Wish there were more apartments with views of Central Park? A wild new proposal would create a whole bunch of them. (Don’t freak out—it’s not actually being built.)

The design was the winning entry in eVolo’s annual Skyscraper Competition, which launched ten years ago to recognize innovative ideas for high-rise projects that utilize space, technology and materials in new ways. The submissions are supposed to “challenge the way we understand vertical architecture and its relationship with the natural and built environments.”

The Central Park structure, called New York Horizon, certainly does that. The plan, which was created by Yitan Sun and Jianshi Wu, would drop the park’s elevation and build a mega structure around its border. That building would provide seven square miles of floor space—80 times more than the Empire State Building—with completely unobstructed views of the park. The excavation would also expose the bedrock that’s currently hidden under the grassy fields and winding paths, making the park more rugged and better for swimming and rock climbing. (With climate change threatening to submerge the city underwater, though, we're not sure how the park would fare.) The mirrored façade of the surrounding structure would create the illusion that the landscape stretches beyond the manmade border.

Rendering: Yitan Sun, Jianshi Wu

The designs that took second and third place are both slightly more traditional in shape, but nonetheless crazy and futuristic in function and aesthetic.
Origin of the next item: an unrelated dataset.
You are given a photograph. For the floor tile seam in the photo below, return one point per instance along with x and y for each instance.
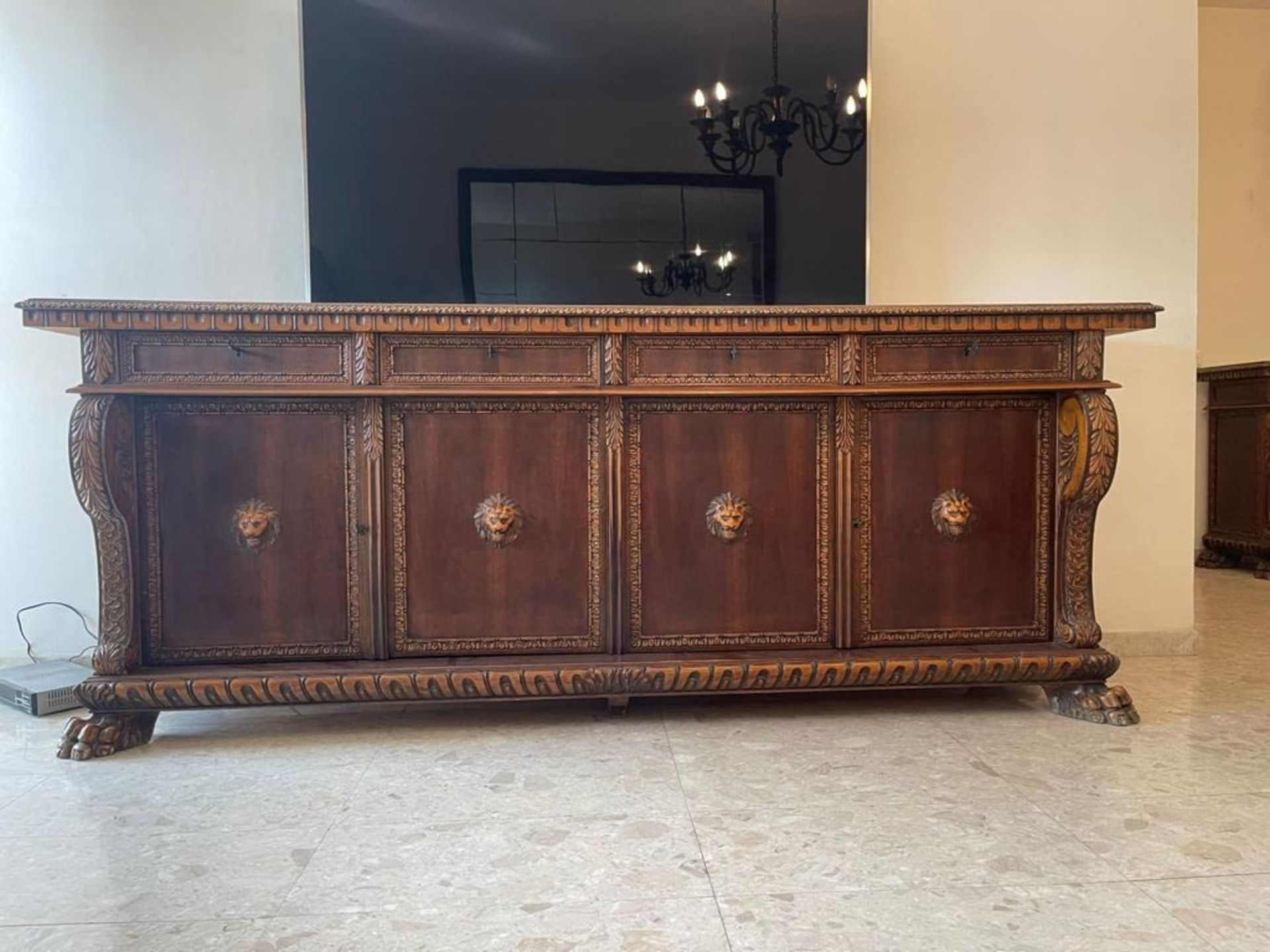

The Hive, designed by Hadeel Ayed Mohammad, Yifeng Zhao and Chengda Zhu, creates a central hub for drones in the middle of Manhattan. The façade would covered in portals of all shapes and sizes, which would serve as docking and charging stations for personal and commercial drones. It’s the stuff of sci-fi nightmares.

Rendering: Hadeel Ayed Mohammad, Yifeng Zhao, Chengda Zhu

Coming in third was a Data Skyscraper, from Italian team Valeria Mercuri and Marco Merletti. The tower is essentially an enormous server or motherboard, which would be built in Iceland. Designed to be green and sustainable, the structure would have heating and cooling systems that make use of natural airflow and reuse any heat being emitted.

Rendering: Valeria Mercuri, Marco Merlett

Other honorable mentions in the competition, below, are a Space Adaptive Skyscraper Hospital that can change and move according to a populations’ needs, and a Biomorph Skyscraper that uses organic patterns on the exterior to create diffuse light textures in the interior spaces. To browse all the designs, visit eVolo.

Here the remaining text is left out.